Regarding your personal data that we control, you have the following rights according to the standards laid out in the GDPR:
a) Right to information
b) Right to rectification or deletion
c) Right to restriction of processing
d) Right to withdraw consent: You may withdraw consent at any time and free of charge; however, such a withdrawal of consent does not affect the permissibility of processing for the time period before which notification of the data subject’s withdrawal of consent was received.
e) Right to object to processing: If our processing of your personal data is in conflict with the balancing of interests, you can object to the processing at any time, free of charge. In your objection, we kindly ask that you present the reasons why we should not process your personal data in the manner intended by us. In cases where the objection is justified, we will suspend or as appropriate modify the data processing, or we will provide you with our prevailing interests that justify our continued processing of your personal data. You may object to the processing of your personal data for marketing purposes at any time, free of charge, and without providing any reason for your objection. Should you object to this processing, we will no longer process your personal data for these purposes.

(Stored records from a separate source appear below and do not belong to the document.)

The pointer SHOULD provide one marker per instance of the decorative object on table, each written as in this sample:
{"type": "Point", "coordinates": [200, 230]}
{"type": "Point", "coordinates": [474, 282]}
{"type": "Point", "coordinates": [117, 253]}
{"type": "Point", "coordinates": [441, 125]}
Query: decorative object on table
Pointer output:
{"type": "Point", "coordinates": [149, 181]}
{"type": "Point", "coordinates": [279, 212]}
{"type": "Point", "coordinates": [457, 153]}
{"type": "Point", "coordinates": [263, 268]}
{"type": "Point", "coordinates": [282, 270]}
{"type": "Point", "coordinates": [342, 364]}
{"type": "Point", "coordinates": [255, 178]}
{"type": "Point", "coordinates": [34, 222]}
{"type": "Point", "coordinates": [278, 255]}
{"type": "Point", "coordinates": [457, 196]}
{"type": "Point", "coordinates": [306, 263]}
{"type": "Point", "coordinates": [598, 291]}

f) Right to data portability
g) In addition, you have the right to lodge a complaint with a data protection supervisory authority about our processing of your personal data. The data protection supervisory authority responsible for oversight of CDC is:
Landesbeauftragte für den Datenschutz und
Informationsfreiheit Nordrhein-Westfalen
Kavalleriestraße 2–4
40213 Düsseldorf
Germany
To exercise your rights, you can contact us at any time by using the contact details provided above in §1 of this Policy or a contact form on our websites.
We delete personal data as soon as they are no longer needed for the purpose that they were collected or other legitimate purposes. Posts on our company social media accounts which contain personal data will be removed by us at the latest after seven years at the end of the calendar year.
Excepted from these rules are personal data that we are legally required to keep for longer periods to comply with statutory guidelines or to fulfill statutory record keeping requirements (e.g., business correspondence that has led to the conclusion of contracts).
As an alternative to deletion, we may completely anonymize data so that we can retain the data for a longer period in order to aid in quality management and for statistical purposes. After anonymization, the data are no longer able to be associated with an individual person and do not infringe on your right to data protection.